A big part of the film’s success is the star wattage on display, Gosling and Evans (and super-charismatic guest star Dhanush) handling the action heroics and quippy banter with equal assuredness. Gosling plays it relatively straight, although Sierra 6’s real name is Courtland Gentry, which means he has not one but two improbably cool action hero names. Evans hams it up for both of them as a suavely unhinged torturer with a wardrobe of natty knitted polo shirts, like‘s maladjusted little brother. His character, by the way, is called Lloyd Hanson, which is less cool than Sierra 6 but sticks in your mind because someone says it literally every 20 seconds.
I mention the names because Ana de Armas is also in this film, but I’m darned if I could tell you what her character’s called. While the main guys have a backstory (even if Evans’ is just “went to Harvard”), her character doesn’t have any motivating story that I can recall. The script doesn’t even give her much of a personality apart from obligatory super-badassness, and being grumpy when guys yell at her. At least de Armas’ appearance in a Bond filmwas essentially a cameo, but this is a waste of the white-hot star of the moment.
This being an action flick, the many international stopovers lead to violence. It’s all fun and games, obviously, all stylishly shot shootouts and rollicking punch-ups. But then there’s a huge showdown in the streets of a European city. High-velocity rounds destroy homes. High-caliber death machines sweep crowded public squares. You might not see it, but regular normal people going about their everyday lives clearly get killed in horrible ways. In the wake of public shootings in the US, Denmark and Norway (and that’s just this year) this callous ultraviolence hits differently.

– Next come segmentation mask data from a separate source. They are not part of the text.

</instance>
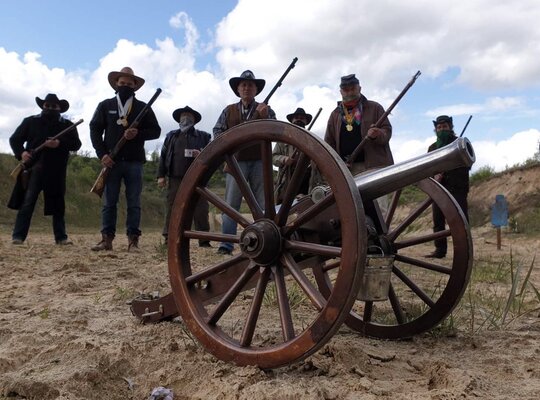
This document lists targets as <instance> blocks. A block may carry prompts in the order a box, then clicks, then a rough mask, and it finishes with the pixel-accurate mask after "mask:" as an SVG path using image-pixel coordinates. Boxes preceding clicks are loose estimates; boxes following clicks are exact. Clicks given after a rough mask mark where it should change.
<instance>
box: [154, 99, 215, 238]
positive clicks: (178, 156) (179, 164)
mask: <svg viewBox="0 0 540 400" xmlns="http://www.w3.org/2000/svg"><path fill="white" fill-rule="evenodd" d="M172 116H173V119H174V120H175V121H176V122H178V126H179V129H176V130H173V131H170V132H169V133H167V136H166V137H165V142H164V143H163V147H162V148H161V154H160V157H159V166H158V175H157V183H158V186H159V187H160V188H165V187H166V186H167V203H166V205H167V207H166V208H167V212H166V215H165V225H164V227H163V237H164V238H165V243H167V237H168V230H169V220H170V218H171V209H172V205H173V203H174V198H175V197H176V192H177V191H178V188H179V187H180V184H181V182H182V178H183V177H184V175H185V173H186V172H187V170H188V168H189V166H190V165H191V163H192V162H193V160H195V157H197V156H198V155H199V154H200V152H201V150H202V149H203V148H205V147H206V145H207V144H208V143H210V138H211V136H210V134H209V133H207V132H204V131H200V130H198V129H195V125H196V124H197V123H198V122H199V121H200V120H201V114H199V113H198V112H197V111H195V110H194V109H192V108H191V107H189V106H185V107H182V108H178V109H176V110H174V112H173V114H172ZM167 181H168V182H167ZM193 220H194V222H195V229H196V230H198V231H209V230H210V223H209V220H208V202H207V201H206V200H204V199H201V200H199V202H198V203H197V206H196V207H195V215H194V216H193ZM199 246H200V247H211V246H210V242H209V241H208V240H199Z"/></svg>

Maybe, just maybe, that’s the point. After this apocalyptic battle, the film does not merrily exfil to the next exotic location. Instead, it lingers in a hospital, surrounded by the wounded and dying. Admittedly, this is partly a setup for the next fight. But The Gray Man at least shows a glimmer of thought about the savagery unfolding on screen, about the silver-screen depiction of violence as redemptive and protective, about the pointlessness of it all. It isn’t exactly Drive or Only God Forgives, Gosling’s 2011 and 2013 arthouse subversions (with director Nicolas Winding Refn) of the car chase and crime genres. But there’s definitely a layer of subversive nuance going on here. It’s telling that in this film’s world of espionage, we never see any terrorists or doomsday weapons. The only threat to ordinary folk like you and me is the internal squabbling of various grubby sociopaths jockeying for power no matter who gets caught in the crossfire.
Ultimately, The Gray Man encourages us to enjoy the hell out of a stylish shoot-’em-up where good-looking people go bang-bang, while still nudging us to remember it’s a fantasy. Maybe I’m squinting too hard to suggest this is Netflix’s smartest action film, but it’s definitely one of the most fun.